第59話
「アリシア、ありがとな」
部屋を出たところで、アリシアに声をかけた。
彼女がゴーラル様へ先ほどのように発言したのは、鍛冶課の人たちに俺が価値ある人間だと伝えるためだろう。
言い方を変えるのなら、見返してやるとかそういったことになるのだろう。
俺の頭からはそんな感情はすっぽ抜けていたし、別にどうでもよいと思っていた。
しかし、アリシアはどこか難しい顔をしていた。
「……あんな上から目線の手紙をよこされたら、思うところはあるよ」
アリシアは微笑みながら、そういった。
……以前よりも気持ち距離が近いように感じられるのは気のせいではないだろう。
ここまで彼女には助けられっぱなしだ。そんな気持ちが改めてこみあげてきた。
「本当に、色々助けてくれて、ありがとな。今こうして生きていられるのはアリシアのおかげだよ」
「そ、そんなことないよ……私だって、色々助けてもらってる……から」
「そうか?」
「……だ、だって私の、ずっと憧れていた幸せな日常ってこうやって、フェイクと一緒に並んで歩くことなんだから」
……そ、それは。
頬を朱色に染めたアリシアに、思わずむせそうになる。
偽装の婚約者を終え、本物の婚約者になってからなのだが、アリシアはこうしてはっきりと自分の感情を出すようになった。
それはとても嬉しいのだけど、恥ずかしさもある。
「そ、そうか?」
「う、うん」
……アリシアも恥ずかしいのならわざわざ言わなくてもいいのに。
「も、もうちょっとくっついて歩いていい?」
アリシアが俺の服の裾をついついと掴み、こちらを見てくる。
俺はそんなアリシアを否定なんてできるはずがない。
「……いいよ」
「え、えへへ」
アリシアが嬉しそうに笑い、俺の腕へとくっついてきた。ぎゅっと柔らかな彼女の感触が左腕を包む。
「も、もっとくっついていてもいい?」
「……ああ」
今度は抱きつくほどに、彼女はくっついてくる。
俺は自分の脈がどんどん速くなっているのが分かる。このまま死んでしまうんじゃないかと思うほどだ。
そのままゆっくりと廊下を歩いていく。
……このくらいならまあ、何とかなる。
初めに比べれば、多少は落ち着けるようになってきた自分の成長を喜んでいると、
「……うん、やっぱり好き」
むせそうになった。想定もしていなかった発言をぶつけられ、俺はアリシアを見た。
彼女は顔を真っ赤にしながら、幸せそうな表情で言った。
「まだドキドキするけど、でも、嬉しい気持ち、たくさんある」
「……そうか」
「フェイクは……そういうのはない?」
今だって体が張り裂けそうなほどだった。
「こうやってくっついていると、ドキドキする……でも、悪い熱じゃない」
それだけ短く伝えた。
別に生涯独身でも良いと思っていたことが俺にはあった。
結婚なんていうのは面倒なものだと。
だというのに、最近では朝から晩までこうしてアリシアと一緒にいる時間が楽しかった。楽しみだった。

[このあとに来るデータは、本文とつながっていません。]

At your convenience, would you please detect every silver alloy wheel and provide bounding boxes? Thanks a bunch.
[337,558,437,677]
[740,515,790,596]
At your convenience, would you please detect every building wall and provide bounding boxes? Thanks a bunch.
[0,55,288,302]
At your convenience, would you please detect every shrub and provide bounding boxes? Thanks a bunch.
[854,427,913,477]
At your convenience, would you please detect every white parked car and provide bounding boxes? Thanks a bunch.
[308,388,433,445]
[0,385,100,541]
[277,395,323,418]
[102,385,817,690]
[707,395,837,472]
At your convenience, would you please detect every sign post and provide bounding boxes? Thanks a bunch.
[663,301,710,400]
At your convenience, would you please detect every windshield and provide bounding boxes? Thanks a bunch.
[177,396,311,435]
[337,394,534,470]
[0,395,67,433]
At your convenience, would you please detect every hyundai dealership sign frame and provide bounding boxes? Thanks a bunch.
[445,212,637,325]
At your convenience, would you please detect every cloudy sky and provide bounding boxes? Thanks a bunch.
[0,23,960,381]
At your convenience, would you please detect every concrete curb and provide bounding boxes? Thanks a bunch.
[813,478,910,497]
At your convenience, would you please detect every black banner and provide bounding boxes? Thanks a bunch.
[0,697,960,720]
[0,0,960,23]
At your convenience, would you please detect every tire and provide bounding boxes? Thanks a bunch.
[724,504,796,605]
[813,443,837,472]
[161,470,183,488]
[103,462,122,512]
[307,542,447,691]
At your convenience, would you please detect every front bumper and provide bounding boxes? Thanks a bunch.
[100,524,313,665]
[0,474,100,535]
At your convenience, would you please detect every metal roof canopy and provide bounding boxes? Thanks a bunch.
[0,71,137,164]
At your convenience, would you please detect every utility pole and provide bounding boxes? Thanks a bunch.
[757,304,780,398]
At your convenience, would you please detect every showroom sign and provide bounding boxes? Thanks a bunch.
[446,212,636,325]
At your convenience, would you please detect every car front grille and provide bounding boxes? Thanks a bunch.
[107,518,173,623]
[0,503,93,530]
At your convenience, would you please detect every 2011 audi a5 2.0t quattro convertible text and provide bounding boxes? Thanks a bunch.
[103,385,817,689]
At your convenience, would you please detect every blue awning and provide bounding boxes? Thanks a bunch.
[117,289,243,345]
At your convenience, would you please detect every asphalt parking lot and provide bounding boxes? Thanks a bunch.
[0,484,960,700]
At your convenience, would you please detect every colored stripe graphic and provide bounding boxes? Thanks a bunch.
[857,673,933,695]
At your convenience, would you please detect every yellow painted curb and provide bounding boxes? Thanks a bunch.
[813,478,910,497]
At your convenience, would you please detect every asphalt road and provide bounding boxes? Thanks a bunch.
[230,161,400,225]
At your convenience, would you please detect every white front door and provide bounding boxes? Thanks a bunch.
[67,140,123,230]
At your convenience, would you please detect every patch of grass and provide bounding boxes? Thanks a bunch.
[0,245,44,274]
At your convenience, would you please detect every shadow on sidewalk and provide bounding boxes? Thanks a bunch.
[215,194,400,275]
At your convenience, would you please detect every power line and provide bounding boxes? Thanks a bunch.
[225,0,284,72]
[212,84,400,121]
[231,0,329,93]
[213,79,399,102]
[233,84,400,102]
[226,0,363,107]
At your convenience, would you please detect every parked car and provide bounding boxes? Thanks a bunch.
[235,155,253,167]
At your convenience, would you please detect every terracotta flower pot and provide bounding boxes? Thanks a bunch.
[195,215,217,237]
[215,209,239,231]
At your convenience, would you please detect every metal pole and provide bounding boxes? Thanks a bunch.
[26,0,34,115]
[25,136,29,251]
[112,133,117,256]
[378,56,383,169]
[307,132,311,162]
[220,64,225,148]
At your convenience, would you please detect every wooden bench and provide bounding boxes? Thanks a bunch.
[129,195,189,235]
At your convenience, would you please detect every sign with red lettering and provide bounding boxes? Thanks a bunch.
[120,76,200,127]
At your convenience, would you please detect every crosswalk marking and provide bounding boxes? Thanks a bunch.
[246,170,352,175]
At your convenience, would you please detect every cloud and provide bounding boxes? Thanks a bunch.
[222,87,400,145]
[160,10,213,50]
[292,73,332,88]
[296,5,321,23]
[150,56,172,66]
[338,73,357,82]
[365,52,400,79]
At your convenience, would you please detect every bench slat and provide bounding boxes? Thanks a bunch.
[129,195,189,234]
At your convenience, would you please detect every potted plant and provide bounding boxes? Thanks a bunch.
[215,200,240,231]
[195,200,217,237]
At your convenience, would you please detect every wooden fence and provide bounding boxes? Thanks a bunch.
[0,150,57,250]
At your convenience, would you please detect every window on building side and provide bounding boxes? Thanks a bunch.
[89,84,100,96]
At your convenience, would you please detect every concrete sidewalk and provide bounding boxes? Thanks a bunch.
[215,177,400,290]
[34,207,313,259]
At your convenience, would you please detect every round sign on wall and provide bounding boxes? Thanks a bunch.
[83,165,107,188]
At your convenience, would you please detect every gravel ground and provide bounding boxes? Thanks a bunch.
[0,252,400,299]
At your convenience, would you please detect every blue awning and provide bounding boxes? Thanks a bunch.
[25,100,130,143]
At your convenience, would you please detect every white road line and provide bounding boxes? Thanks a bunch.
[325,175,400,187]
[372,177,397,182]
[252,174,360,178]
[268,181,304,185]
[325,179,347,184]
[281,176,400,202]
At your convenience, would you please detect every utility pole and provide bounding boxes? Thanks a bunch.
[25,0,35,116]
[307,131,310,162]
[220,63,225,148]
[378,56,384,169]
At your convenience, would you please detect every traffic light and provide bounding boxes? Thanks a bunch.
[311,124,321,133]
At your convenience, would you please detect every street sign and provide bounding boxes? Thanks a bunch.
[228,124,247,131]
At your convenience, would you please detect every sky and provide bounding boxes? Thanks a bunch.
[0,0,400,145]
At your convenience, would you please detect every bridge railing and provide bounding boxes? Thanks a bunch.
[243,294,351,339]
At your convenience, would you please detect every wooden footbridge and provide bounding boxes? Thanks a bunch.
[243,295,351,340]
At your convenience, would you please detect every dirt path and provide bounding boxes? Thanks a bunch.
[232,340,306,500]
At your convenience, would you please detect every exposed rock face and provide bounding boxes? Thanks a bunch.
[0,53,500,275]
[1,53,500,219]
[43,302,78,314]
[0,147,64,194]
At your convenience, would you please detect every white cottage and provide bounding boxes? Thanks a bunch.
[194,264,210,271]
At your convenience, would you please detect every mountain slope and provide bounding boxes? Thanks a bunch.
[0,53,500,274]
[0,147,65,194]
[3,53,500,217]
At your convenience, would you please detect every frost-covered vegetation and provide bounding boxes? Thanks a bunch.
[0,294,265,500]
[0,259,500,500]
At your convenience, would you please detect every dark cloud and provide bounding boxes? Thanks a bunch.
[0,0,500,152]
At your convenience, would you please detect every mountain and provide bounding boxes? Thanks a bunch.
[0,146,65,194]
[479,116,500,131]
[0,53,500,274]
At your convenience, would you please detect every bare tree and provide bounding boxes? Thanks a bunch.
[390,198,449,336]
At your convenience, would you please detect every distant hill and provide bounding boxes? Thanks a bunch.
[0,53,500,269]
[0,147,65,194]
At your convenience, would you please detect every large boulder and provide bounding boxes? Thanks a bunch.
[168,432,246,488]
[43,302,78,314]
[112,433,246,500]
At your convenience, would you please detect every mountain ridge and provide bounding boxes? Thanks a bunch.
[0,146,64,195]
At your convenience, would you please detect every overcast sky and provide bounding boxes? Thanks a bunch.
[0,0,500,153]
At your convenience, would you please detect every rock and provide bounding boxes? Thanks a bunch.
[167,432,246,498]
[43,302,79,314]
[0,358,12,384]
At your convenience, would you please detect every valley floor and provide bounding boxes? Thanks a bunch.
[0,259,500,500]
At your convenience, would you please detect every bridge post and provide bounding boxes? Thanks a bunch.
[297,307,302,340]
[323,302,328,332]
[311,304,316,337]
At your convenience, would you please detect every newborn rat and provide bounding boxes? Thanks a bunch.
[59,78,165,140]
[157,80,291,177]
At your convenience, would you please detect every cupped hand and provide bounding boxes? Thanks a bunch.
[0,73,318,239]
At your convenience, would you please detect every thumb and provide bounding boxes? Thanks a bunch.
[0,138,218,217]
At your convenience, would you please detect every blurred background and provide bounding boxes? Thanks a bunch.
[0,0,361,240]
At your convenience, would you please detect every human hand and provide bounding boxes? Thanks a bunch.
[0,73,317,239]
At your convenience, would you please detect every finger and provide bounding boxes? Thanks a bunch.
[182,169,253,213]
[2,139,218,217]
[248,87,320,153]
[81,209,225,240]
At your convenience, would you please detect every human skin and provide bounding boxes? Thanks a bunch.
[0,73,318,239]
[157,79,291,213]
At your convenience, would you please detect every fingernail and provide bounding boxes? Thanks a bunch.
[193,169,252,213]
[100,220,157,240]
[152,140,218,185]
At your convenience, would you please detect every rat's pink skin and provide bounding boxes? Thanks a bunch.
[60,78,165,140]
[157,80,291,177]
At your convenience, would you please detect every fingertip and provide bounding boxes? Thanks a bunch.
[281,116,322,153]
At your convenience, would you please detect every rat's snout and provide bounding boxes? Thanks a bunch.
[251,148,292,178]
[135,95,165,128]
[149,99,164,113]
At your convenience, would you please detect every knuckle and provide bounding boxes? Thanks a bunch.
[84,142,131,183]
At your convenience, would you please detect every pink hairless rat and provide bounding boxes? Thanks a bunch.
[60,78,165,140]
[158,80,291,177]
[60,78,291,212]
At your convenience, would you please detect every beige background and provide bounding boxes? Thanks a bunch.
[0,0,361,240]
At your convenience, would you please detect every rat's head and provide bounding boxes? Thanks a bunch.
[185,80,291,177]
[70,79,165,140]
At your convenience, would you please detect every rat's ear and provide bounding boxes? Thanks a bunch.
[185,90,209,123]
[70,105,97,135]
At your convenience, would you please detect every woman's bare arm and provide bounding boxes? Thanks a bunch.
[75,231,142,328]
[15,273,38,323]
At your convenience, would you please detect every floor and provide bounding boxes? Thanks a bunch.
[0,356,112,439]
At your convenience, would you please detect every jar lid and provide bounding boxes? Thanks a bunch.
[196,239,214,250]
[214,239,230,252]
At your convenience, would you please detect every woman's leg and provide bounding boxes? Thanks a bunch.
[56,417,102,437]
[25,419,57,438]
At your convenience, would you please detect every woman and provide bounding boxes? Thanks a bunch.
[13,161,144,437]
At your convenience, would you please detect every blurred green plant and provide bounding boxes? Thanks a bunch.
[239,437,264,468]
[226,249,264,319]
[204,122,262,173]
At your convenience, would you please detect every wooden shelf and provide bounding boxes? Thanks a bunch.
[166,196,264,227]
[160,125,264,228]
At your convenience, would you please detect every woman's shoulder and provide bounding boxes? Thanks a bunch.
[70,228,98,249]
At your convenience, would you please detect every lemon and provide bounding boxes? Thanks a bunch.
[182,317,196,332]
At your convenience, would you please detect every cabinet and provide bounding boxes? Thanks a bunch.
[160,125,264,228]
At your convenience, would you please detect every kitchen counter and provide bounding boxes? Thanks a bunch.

世のいちゃつく連中をみて、どうしてそんなに一緒にいるのかと思っていたのだが、今なら多少分からないでもなかった。
「とりあえず、出発準備をしないとだな」
「うん、そうだね」
これから俺たちは帝国へと向かう。
俺は公爵令嬢の婿として。
恥ずかしくない格好をしないとな。